Franziskus: Durch Johannes Paul II ist entschieden: „dass die Kirche keinerlei Vollmacht hat, Frauen die Priesterweihe zu spenden“[5]. Den nächsten Satz von Johannes Paul nimmt er nicht so ernst: „dass sich alle Gläubigen der Kirche endgültig an diese Entscheidung zu halten haben“ Das sei „bindend, aber nicht für immer. Die Theologie müsse das weiter diskutieren“. Es gibt keinen Maulkorb.

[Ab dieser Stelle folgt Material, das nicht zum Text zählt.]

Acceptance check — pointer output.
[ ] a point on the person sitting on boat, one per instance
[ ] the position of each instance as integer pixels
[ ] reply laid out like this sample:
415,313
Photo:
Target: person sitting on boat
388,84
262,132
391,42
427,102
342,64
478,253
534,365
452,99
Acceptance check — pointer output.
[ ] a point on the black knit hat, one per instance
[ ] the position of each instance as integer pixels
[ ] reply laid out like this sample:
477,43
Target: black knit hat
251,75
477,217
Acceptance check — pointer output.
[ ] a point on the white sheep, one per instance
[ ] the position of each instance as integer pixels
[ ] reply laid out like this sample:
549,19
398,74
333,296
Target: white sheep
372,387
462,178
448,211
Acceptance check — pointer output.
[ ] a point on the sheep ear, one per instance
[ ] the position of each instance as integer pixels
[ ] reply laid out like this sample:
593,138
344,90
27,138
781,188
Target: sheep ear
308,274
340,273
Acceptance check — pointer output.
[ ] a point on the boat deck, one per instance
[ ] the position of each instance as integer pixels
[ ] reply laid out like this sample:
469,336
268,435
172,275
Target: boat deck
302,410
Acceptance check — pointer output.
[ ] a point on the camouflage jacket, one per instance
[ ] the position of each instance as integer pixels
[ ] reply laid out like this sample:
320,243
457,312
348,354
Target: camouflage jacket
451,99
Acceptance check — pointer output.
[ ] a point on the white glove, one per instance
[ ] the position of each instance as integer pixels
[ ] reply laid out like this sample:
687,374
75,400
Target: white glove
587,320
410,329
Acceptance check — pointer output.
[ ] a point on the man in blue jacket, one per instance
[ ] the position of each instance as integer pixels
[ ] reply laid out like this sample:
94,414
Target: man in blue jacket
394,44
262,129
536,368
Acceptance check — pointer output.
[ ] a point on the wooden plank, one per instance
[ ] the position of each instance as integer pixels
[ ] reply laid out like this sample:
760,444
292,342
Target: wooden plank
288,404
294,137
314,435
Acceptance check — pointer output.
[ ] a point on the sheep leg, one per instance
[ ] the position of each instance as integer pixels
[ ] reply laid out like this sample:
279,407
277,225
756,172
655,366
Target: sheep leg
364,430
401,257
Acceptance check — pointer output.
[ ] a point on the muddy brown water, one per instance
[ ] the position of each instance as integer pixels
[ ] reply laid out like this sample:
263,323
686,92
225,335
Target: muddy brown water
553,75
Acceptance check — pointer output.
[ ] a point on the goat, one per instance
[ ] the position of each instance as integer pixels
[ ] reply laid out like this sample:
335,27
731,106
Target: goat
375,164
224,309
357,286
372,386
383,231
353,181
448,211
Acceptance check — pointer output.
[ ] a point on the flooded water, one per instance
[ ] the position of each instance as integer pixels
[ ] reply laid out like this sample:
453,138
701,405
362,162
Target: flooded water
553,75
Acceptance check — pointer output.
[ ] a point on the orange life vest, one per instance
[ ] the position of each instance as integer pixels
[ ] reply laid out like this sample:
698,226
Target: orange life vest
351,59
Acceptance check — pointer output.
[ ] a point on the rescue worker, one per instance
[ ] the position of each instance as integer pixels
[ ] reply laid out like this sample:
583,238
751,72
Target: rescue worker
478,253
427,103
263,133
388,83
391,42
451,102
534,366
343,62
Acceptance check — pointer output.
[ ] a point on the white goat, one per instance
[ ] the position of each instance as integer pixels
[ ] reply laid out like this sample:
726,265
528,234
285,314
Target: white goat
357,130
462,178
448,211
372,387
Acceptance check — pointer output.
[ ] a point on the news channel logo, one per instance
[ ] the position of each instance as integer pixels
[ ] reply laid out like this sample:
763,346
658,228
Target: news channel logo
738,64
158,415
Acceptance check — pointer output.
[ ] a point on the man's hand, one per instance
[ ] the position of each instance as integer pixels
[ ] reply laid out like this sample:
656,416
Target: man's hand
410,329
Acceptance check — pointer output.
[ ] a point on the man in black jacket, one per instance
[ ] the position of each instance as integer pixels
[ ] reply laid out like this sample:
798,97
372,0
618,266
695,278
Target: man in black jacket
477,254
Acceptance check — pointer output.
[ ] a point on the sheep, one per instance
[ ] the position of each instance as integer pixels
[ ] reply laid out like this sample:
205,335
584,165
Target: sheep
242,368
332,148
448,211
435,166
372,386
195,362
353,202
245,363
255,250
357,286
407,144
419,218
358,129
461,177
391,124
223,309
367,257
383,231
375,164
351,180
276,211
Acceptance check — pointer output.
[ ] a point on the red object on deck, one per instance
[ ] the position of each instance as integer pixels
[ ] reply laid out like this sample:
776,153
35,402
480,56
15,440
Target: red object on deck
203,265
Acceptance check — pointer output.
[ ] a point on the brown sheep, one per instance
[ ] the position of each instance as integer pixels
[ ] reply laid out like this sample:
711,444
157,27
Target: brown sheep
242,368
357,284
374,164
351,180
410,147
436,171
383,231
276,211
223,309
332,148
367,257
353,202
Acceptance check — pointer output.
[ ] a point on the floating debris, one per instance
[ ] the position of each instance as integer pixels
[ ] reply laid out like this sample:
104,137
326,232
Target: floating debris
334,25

Kardinal Hollerich, Generalrelator der Synode Für eine synodale Kirche und Mitglied des Kardinalrates, also Hauptmitarbeiter des Papstes in diesen Fragen. Er macht keinen Hehl daraus, dass er persönlich sich die Priesterweihe für Frauen vorstellen kann. Aber "Papst Franziskus will die Weihe von Frauen nicht, und ich gehorche ihm in dieser Sache vollständig. Aber die Leute diskutieren weiter darüber."[6] Also mahnt er zu Geduld. Wie der Ausgang sein wird? Hollerich: Ich weiß es nicht. Der Heilige Geist weiß es!

Willkommen in der synodalen Kirche!


[1] Der Papst der Enttäuschungen. Warum Franziskus kein Reformer ist (Herder Verlag 2024)

[2] Amazonien. Neue Wege für die Kirche und für eine ganzheitliche Ökologie. 2019

[3] Nachsynodales Apostolisches Schreiben QUERIDA AMAZONIA. 2020

[4] P. Kentenich nennt das eine verbürgerlichte oder „seßhafte Kirche“. In ihr darf man mich „nur ja nicht erschüttern“ und „unruhig machen“. „Der Glaube, den wir seit Jahrhunderten gepflegt, das war ein falscher, ein schwindsüchtiger Glaube, der sich des Wagnisses auf der ganzen Linie entwöhnt hat.“ (Exerzitien der Schönstattpatres, November 1966)

[5] ORDINATIO SACERDOTALIS Mai 1994

[6] Interview der kroatischen Wochenzeitschrift "Glas Koncila" am 24. 3. 2023

 


Leser-Resonanz

Dr. Helmut Müller
Vallendar
03.06.2024, 17:29

Meine Meinung zur Frauenordination Kardinal Hollerichs:
Wenn es um Reform geht, fällt mir das Märchen von Igel und Hase ein. Der Igel ist die evangelische Kirche, der Hase die katholische. Kommt der katholische Hase mit einer Reform beim evangelischen Igel an, kann der Igel sie schon vorweisen: Kein Zölibat, innerevangelische Ökumene zwischen Reformierten und Lutheranern, Frauenordination, usw. usf, aber auch jahrzehntelang immer höhere Austrittszahlen. Im Märchen läuft der Hase 73 Mal und bricht beim 74. Mal tot zusammen. Das haben wir jetzt, der Hase hat allerdings – im Gegensatz zum Märchen - das Rennen gewonnen. Wir haben nämlich jetzt höhere Austrittszahlen.
Was lernen wir daraus? Die Ziele überdenken, die eine Reform bringen soll. Nicht rennen mit dem Zeitgeist, sondern darüber nachdenken, was der Geist der Zeit fordert. Das ist allerdings nichts Neues. Schon Jesus hat das von seinen Jüngern verlangt: Umkehr. Auf die Frage eines Reporters was reformiert, geändert werden sollte, hat Mutter Teresa ihre berühmte Antwort gegeben: Sie und Ich. Das ist Umkehr. Auch zur Frauenordination hatte sich Mutter Teresa geäußert: Diejenige, die wie niemand sonst hätte sagen können – das ist mein Fleisch, das ist mein Blut – hat gesagt: Siehe ich bin die Magd des Herrn, mir geschehe wie du gesagt.